Evidentemente, do ponto de vista matemática, são falsas as
equações 1 + 1 = 1 e 1 + 1 = 3. Porém, no contexto da argumentação elas passam
a ter certa coerência: na equação 1 + 1 = 1, o 1 da soma representa o casal
(uma unidade) e na equação1 + 1 = 3, o 3 representa o casal (2 pessoas) mais a
própria relação que os une.
04 – Quais os perigos da equação
1 + 1 = 1?
O
casamento torna-se fechado e os parceiros se anulam mutuamente.
05 – Das equações apresentadas,
qual é a melhor, segundo a autora? Por quê?
A
equação 1 + 1 = 3, pois respeita a individualidade das pessoas (1 +1), enquanto
a relação torna-se um terceiro elemento (=3). Ou seja, a individualidade,
representada pelo “meu” e pelo “seu”, continuará a ser preservado, mas cedendo
espaço também para o “nosso”.
06 – Qual a conclusão do texto?
Essa conclusão é coerente com a argumentação exposta?
A
conclusão é que podemos chegar ao ano 2000 menos divididos, mais inteiros e
felizes, que é coerente com a argumentação exposta.
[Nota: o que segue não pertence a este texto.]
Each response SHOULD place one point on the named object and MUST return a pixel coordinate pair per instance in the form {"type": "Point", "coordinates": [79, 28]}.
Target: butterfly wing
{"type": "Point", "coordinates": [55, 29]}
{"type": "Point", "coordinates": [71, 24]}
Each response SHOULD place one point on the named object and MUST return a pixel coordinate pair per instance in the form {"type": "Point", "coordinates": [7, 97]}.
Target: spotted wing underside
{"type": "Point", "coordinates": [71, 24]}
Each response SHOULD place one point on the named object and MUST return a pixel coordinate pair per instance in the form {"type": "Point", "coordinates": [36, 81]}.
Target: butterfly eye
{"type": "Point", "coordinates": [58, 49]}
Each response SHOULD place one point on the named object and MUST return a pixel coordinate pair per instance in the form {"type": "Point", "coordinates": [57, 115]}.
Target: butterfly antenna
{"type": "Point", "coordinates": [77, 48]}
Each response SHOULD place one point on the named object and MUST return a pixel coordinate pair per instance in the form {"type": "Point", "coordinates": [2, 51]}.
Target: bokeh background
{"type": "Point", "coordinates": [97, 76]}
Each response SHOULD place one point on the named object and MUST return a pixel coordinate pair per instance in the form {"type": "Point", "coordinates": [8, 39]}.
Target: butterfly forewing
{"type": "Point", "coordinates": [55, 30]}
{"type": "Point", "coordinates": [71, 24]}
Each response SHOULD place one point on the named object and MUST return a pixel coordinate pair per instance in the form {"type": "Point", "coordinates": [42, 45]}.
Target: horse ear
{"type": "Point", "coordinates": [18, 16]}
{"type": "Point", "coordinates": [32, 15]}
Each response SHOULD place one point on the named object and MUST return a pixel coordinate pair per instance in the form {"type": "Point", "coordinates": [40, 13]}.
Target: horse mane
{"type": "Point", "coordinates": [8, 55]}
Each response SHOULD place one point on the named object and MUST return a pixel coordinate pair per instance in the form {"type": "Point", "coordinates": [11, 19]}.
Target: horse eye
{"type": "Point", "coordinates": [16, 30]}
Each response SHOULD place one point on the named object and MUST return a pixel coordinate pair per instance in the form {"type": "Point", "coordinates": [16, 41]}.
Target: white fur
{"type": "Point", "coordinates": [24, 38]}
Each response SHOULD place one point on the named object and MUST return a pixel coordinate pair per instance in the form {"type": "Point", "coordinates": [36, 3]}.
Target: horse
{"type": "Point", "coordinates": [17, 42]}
Vale dizer: se seguirmos os
conselhos que o texto nos apresenta, é perfeitamente plausível (embora não
necessariamente verdadeiro) que venha a ocorrer o que nos diz a conclusão.
07 – Que conselho final o texto
apresenta?
“Temos
que compartilhar com nossos companheiros de uma verdadeira intimidade”.
08 – A autora reduz um tema tão
complexo, como a relação de casais, a equações matemáticas bastante simples.
Você saberia explicar por quê?
Ressaltar o caráter de auto-ajuda do livro e o perfil do
consumidor desse tipo de leitura. Em publicações dessa natureza, assuntos
complexos são, na maioria das vezes, tratados de forma banal.
09 – Segundo Fabrício Marques, da
revista superinteressante, manuais de auto-ajuda são obras que abastecem as
pessoas de conselhos práticos e referências de comportamento, embora não façam
os milagres que prometem. Essas obras quase sempre não têm nenhum valor
literário, apenas distribuem afagos, mensagens reconfortantes e conselhos
práticos. Em sua opinião, o texto que acabou de ler tem valor literário?
Justifique sua resposta.
Obviamente, é um texto de auto-ajuda, sem valor literário ou
artístico. O texto se limita as referências de comportamento e aos conselhos
práticos do bem viver a dois, além de reforçar a auto-estima dos leitores.